Fonte: Pexels
Un tempo bastava una firma in calce, oggi basta un messaggio con doppia spunta blu. Il Tribunale di Catanzaro ha stabilito che anche ciò che scriviamo nelle chat può avere valore legale in caso di separazione o divorzio. Un passo che potrebbe cambiare radicalmente il diritto di famiglia, e forse anche il modo in cui scriviamo “ti amo” (o “non ti sopporto più”) sullo smartphone.
Il caso nasce da un ex marito che, via chat, si era impegnato a pagare interamente il mutuo della casa coniugale, mentre la ex moglie accettava di rinunciare all’assegno di mantenimento. Un accordo apparentemente informale, ma che per i giudici è bastato a ribaltare tutto: revocato un decreto ingiuntivo da 21 mila euro che prevedeva che lei rimborsasse metà delle rate del mutuo.

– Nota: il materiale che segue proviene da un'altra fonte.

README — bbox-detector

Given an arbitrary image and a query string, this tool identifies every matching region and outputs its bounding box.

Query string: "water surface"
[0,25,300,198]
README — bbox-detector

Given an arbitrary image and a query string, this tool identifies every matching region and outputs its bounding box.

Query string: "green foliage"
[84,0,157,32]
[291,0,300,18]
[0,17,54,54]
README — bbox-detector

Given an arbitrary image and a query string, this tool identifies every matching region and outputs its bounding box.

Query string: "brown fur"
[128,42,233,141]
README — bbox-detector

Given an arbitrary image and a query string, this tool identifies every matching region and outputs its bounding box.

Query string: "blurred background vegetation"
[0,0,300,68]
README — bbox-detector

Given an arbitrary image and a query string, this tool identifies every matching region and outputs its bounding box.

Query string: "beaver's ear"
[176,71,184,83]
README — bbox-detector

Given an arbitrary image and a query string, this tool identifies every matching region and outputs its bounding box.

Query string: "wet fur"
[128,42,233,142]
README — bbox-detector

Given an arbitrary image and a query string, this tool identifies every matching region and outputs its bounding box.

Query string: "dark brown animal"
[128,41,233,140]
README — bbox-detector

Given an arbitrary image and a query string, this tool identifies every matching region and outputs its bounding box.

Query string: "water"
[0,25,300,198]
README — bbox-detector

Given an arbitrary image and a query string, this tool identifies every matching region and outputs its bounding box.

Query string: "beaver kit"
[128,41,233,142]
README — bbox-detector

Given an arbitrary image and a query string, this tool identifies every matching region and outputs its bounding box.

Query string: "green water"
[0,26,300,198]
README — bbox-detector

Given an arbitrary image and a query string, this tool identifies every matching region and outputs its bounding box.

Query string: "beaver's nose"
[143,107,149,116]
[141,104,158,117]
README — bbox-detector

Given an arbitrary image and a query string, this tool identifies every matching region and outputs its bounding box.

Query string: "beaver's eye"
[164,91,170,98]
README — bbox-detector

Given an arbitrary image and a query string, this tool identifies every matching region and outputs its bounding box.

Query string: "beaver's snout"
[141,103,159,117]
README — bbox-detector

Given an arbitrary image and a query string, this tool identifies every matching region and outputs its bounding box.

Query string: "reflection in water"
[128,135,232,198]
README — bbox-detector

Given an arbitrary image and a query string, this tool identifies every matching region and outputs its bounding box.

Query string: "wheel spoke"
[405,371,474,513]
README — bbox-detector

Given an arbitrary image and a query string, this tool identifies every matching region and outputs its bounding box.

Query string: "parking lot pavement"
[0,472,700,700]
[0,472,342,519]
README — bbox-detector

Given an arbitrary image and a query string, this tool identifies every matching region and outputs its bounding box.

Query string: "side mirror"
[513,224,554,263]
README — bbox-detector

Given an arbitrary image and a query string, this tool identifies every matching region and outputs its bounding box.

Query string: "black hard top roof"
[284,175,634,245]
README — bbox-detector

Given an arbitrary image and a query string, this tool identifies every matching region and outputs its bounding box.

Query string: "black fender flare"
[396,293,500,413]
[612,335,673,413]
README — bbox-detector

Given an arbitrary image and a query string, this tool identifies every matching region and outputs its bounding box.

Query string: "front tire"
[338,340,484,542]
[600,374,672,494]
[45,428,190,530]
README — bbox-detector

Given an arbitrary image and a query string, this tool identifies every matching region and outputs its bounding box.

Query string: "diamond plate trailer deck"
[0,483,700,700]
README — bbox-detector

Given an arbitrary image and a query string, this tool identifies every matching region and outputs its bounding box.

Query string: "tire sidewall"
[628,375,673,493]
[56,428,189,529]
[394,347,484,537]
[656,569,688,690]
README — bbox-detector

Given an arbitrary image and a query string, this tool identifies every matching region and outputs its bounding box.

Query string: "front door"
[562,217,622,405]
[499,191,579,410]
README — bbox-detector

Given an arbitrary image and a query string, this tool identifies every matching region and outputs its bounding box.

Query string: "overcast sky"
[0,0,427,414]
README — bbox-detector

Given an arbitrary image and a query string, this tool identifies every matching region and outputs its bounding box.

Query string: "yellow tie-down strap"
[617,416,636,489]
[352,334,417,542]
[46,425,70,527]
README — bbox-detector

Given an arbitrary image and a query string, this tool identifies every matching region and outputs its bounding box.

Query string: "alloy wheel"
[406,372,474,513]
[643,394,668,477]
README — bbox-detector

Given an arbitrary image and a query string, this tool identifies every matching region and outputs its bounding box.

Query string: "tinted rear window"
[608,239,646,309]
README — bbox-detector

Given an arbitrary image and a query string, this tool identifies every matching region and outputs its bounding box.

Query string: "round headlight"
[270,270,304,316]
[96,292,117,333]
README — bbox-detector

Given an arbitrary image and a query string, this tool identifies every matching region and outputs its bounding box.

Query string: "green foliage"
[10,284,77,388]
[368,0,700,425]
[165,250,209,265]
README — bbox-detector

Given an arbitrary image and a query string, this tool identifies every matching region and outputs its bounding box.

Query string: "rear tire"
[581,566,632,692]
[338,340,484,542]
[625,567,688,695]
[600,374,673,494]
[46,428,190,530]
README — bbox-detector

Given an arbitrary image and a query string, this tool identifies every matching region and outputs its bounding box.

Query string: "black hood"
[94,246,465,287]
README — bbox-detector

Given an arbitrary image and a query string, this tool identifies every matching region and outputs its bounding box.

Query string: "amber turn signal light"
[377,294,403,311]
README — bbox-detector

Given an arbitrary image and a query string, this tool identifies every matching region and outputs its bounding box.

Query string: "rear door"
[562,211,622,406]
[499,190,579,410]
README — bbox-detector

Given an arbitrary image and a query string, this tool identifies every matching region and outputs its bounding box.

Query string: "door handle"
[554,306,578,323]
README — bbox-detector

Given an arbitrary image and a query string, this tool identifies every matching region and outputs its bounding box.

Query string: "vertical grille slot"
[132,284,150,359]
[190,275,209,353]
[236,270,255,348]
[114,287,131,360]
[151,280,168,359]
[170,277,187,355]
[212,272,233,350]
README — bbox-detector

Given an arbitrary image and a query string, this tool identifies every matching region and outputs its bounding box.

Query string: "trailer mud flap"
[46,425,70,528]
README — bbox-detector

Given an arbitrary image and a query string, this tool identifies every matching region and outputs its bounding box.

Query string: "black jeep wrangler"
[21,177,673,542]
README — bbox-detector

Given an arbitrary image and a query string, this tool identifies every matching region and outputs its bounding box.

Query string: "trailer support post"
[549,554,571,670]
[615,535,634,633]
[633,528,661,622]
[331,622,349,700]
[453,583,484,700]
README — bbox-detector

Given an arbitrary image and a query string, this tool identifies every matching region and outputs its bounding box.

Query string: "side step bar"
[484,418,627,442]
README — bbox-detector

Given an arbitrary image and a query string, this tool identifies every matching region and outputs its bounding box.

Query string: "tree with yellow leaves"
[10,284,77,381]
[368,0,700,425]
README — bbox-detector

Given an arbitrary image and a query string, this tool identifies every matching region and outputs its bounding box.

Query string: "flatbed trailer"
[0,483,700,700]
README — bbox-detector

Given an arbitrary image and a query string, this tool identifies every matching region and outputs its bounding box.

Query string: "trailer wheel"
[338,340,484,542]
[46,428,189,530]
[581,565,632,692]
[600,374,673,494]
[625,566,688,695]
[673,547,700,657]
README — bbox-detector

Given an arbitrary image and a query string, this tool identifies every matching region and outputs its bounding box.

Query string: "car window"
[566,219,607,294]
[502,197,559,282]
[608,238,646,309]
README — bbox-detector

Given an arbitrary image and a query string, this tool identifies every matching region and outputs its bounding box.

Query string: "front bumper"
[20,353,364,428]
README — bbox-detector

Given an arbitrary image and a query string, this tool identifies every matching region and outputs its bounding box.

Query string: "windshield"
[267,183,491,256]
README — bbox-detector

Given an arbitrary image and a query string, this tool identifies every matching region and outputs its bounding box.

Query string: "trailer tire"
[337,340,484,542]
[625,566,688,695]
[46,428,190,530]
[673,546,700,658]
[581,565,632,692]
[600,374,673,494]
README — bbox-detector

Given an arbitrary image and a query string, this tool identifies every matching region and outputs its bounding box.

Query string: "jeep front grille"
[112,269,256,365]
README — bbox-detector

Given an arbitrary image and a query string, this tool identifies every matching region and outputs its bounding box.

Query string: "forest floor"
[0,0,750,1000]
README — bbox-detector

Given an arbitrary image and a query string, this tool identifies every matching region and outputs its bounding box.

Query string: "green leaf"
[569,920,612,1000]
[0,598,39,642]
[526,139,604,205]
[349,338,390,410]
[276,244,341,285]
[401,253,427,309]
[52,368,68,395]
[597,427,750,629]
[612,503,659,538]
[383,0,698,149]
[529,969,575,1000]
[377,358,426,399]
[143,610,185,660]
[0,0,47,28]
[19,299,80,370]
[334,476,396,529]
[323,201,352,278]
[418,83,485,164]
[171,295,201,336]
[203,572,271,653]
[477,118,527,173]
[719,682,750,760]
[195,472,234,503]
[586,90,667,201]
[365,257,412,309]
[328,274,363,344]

Secondo i giudici, la conversazione costituiva un “principio di prova scritta”. E poiché i rapporti tra le parti erano troppo tesi per formalizzare un contratto cartaceo, la chat è stata considerata valida. Insomma, anche uno screenshot può ora “cantare” come un documento firmato. Ma la decisione apre un fronte delicato.
Leggi anche: “Ho chiesto un accordo prematrimoniale e lei ha smesso di parlarmi”
Se le chat diventano prove legali, qualunque messaggio – da “ci penso io al conto” a “tieniti la casa” – potrebbe trasformarsi in un vincolo contrattuale. Il rischio? Che i tribunali diventino archivi di vecchie conversazioni, con giudici costretti a interpretare emoji, abbreviazioni e stati d’animo digitali. Una rivoluzione giuridica in 4G, dove “scrivere di pancia” può avere più conseguenze di quanto si immagini.